US 12,141,045 B2
Controller failure prediction and troubleshooting
Parminder Singh Sethi, Ludhiana (IN); Nithish Kote, Bangalore (IN); and Thanuja C, Bangalore (IN)
Assigned to Dell Products L.P., Round Rock, TX (US)
Filed by Dell Products L.P., Round Rock, TX (US)
Filed on Nov. 8, 2022, as Appl. No. 17/982,743.
Prior Publication US 2024/0152442 A1, May 9, 2024
Int. Cl. G06F 11/00 (2006.01); G06F 11/07 (2006.01); G06F 11/34 (2006.01)

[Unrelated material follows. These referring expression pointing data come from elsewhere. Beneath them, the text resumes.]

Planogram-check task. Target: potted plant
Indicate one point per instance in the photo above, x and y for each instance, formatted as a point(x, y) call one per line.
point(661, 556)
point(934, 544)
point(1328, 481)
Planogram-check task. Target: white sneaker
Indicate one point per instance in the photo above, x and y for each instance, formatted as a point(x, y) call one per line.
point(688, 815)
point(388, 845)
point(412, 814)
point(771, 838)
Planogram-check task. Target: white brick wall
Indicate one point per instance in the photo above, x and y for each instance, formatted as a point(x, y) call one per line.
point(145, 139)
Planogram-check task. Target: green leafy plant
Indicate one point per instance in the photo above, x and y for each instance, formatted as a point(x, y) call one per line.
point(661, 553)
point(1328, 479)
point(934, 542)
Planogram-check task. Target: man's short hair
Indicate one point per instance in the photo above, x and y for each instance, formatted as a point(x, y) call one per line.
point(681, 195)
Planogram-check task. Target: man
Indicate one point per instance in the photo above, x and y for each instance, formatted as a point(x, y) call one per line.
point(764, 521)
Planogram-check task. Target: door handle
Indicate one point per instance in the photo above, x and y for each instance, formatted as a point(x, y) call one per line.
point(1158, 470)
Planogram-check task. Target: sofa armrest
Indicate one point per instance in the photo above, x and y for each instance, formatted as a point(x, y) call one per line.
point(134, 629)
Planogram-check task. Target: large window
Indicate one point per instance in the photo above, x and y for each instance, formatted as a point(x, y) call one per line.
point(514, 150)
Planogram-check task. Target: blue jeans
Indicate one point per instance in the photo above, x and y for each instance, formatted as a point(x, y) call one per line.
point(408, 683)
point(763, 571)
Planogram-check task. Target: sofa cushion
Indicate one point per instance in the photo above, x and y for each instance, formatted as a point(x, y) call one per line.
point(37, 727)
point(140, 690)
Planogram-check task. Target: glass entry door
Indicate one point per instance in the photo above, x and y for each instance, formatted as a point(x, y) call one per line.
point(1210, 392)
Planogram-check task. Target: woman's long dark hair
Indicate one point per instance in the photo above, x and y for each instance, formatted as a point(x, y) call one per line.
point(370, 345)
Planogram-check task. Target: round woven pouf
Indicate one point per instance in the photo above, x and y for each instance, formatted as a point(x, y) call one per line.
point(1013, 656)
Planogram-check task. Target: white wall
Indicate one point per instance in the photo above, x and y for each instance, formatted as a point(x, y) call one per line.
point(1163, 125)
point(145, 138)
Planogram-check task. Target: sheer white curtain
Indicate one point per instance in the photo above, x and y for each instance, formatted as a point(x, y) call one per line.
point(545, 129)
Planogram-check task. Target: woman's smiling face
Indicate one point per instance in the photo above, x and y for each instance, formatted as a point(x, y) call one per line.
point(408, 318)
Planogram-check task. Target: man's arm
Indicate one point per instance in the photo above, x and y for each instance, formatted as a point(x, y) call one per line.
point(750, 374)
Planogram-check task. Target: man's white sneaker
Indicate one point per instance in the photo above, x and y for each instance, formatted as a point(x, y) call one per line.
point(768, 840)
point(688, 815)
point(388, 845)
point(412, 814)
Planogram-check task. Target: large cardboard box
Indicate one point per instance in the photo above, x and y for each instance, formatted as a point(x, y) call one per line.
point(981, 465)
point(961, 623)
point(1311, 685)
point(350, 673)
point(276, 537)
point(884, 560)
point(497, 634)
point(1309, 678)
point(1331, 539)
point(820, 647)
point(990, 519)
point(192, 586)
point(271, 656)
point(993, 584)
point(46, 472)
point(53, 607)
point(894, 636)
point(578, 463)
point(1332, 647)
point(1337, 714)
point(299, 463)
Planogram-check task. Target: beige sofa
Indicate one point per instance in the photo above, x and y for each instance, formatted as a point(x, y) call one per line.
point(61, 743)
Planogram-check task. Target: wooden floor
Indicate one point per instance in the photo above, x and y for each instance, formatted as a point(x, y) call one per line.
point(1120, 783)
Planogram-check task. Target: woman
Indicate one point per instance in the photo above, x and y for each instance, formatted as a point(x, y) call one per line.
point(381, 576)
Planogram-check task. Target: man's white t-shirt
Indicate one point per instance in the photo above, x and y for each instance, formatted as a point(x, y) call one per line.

CPC G06F 11/3476 (2013.01) [G06F 11/0751 (2013.01); G06F 11/0793 (2013.01); G06F 11/349 (2013.01); G06F 11/0706 (2013.01)] 20 Claims
OG exemplary drawing
 
1. A method comprising:
collecting data corresponding to operation of a plurality of controllers from one or more devices;
predicting, using one or more machine learning algorithms, at least one of degradation and failure of one or more controllers of the plurality of controllers based, at least in part, on the data corresponding to the operation of the plurality of controllers;
identifying, using the one or more machine learning algorithms, one or more corrective actions to prevent the at least one of the degradation and the failure of the one or more controllers;
generating instructions comprising the one or more corrective actions, wherein the instructions are transmitted to at least one user device;
wherein the data corresponding to the operation of the plurality of controllers comprises historical data and live data;
wherein the one or more machine learning algorithms are trained with at least a portion of the historical data;
wherein the predicting comprises classifying at least a portion of the data corresponding to the operation of the plurality of controllers as critical, the classifying comprising using the one or more machine learning algorithms to identify one or more patterns for performance metric changes reaching a criticality level; and
validating an accuracy of the one or more machine learning algorithms by testing the one or more machine learning algorithms with testing data comprising a subset of the historical data and a subset of the live data;
wherein the steps of the method are executed by a processing device operatively coupled to a memory.